Natural seeps and accidental releases of crude oil in the sea result in clouds of droplets that are carried away by underwater sea currents. The droplets may be created either at the sea surface during the breakup of an oil slick by sea waves, or at the seafloor during the atomization of live crude oil extruding at sufficiently high speed from a natural crack or a broken wellhead. Drifting droplet clouds disturb the established ecosystem dynamics and pose a high risk of toxic effects to many marine species. It is therefore of crucial importance to understand and quantify the factors that determine the retention of the dispersed droplets within the seawater column. Dissolution, biodegradation and aggregation with marine snow are the main physical processes that rule the fate of dispersed oil droplets in marine waters.

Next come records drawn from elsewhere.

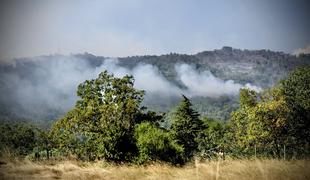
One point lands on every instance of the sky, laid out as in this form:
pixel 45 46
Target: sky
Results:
pixel 115 28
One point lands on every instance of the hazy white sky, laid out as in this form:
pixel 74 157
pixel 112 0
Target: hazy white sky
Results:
pixel 138 27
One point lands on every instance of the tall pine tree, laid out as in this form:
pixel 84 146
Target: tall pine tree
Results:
pixel 186 127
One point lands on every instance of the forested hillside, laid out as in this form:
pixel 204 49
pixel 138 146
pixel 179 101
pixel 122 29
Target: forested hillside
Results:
pixel 43 88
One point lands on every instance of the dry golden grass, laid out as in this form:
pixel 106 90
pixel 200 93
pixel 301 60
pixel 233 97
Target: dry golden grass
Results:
pixel 230 169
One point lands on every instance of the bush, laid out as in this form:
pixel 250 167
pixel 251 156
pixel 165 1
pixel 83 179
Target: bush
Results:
pixel 155 144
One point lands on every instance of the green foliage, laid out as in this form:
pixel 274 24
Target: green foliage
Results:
pixel 296 93
pixel 155 144
pixel 102 123
pixel 213 139
pixel 186 127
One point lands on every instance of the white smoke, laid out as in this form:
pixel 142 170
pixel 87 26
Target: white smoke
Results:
pixel 52 82
pixel 206 84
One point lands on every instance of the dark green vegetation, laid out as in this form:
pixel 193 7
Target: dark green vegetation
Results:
pixel 262 68
pixel 108 122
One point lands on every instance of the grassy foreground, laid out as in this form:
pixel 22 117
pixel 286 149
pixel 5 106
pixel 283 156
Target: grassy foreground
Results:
pixel 230 169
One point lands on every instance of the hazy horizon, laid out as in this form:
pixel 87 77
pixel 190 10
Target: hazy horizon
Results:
pixel 127 28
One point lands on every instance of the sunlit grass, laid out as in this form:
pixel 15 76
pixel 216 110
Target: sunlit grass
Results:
pixel 229 169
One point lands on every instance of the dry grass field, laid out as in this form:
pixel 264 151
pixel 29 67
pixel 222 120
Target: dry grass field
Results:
pixel 230 170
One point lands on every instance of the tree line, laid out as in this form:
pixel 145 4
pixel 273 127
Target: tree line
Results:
pixel 109 123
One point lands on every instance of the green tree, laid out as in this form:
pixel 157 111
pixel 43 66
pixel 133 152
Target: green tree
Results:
pixel 156 144
pixel 102 123
pixel 186 127
pixel 296 92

With regard to the biodegradation process, microbes have developed three fundamental strategies for accessing and assimilating oily substrates. Depending on their affinity for the oily phase and ability to proliferate in multicellular structures, microbes might either attach to the oil surface and directly uptake compounds from the oily phase, or grow suspended in the aqueous phase consuming solubilized oil, or form three-dimensional biofilms over the oil-water interface (Kapellos, 2017).

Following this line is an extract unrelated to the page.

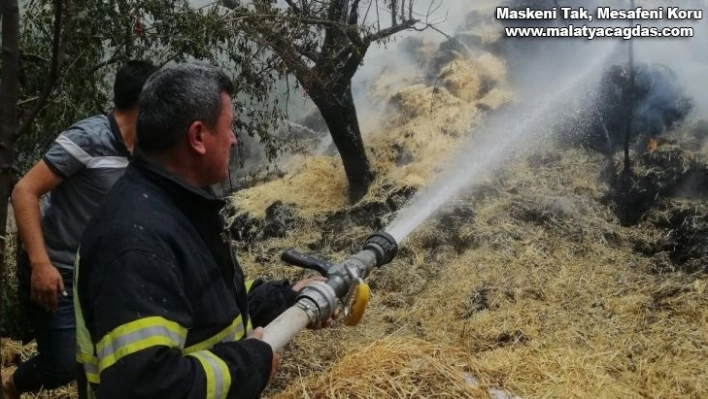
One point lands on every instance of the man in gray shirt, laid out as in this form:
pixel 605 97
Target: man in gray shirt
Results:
pixel 75 173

We have recently developed a compound particle model for the biodegradation of solitary oil microdroplets moving through a water column (Kapellos et al., 2018). The compound particle is of the core-shell type and consists of an oily core that is successively surrounded by a bioreactive skin of negligible thickness and another bioreactive shell of finite thickness. The bioreactive skin represents a thin layer of microbes that uptake oil directly from the oily phase, whereas the bioreactive shell represents a distinct biofilm phase. The new model accounts for all three modes of biodegradation: direct interfacial uptake, bioreaction in the bulk aqueous phase, and bioreaction in a biofilm formed around the droplet. A closed-form correlation has been established for the overall dissolution rate for a given particle configuration and two coupled ordinary differential equations have been derived for the evolution of the dimensions of the compound particle. Numerical analysis is currently used to extend the domain of validity of the model by relaxing key hypotheses. In this presentation, major findings of the theoretical analysis will be discussed in detail and in conjunction with preliminary results from the biodegradation of hexadecane droplets by Marinobacter sp. in a microfluidic setting.

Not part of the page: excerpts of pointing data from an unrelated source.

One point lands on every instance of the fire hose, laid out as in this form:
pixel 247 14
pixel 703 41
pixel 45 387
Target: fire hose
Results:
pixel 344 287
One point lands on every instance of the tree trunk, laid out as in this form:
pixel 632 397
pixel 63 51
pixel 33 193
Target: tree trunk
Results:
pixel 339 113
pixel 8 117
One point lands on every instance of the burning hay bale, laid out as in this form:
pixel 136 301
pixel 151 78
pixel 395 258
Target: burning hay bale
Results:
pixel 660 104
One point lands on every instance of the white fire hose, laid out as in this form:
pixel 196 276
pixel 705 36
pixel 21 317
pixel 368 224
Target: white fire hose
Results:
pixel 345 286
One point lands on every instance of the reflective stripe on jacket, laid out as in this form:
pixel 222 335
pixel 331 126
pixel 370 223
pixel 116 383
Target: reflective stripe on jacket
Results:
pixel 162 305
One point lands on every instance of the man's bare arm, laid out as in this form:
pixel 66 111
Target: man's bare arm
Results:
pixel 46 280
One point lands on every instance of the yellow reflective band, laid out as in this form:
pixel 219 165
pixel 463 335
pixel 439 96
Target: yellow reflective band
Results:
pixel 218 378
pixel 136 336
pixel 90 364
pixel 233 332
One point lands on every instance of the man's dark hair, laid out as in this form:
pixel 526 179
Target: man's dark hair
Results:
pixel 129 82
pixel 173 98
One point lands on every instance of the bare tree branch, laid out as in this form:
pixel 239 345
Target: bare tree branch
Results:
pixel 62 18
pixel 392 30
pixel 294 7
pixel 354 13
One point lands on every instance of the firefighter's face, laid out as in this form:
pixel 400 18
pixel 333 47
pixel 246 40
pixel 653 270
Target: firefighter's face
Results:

Acknowledgements: This work has received funding from the European Union’s Horizon 2020 research and innovation programme under the Marie Sklodowska-Curie grant agreement No 741799 (project "OILY MICROCOSM").

References:

Kapellos, G.E. "Microbial strategies for oil biodegradation", In Modeling of Microscale Transport in Biological Processes; Becker, S.M., Ed.; Academic Press, pp. 19-39 (2017).

Kapellos, G.E., Paraskeva, C.A., Kalogerakis, N. and Doyle, P.S. "Theoretical insight into the biodegradation of solitary oil microdroplets moving through a water column", Bioengineering, 5:15, (2018).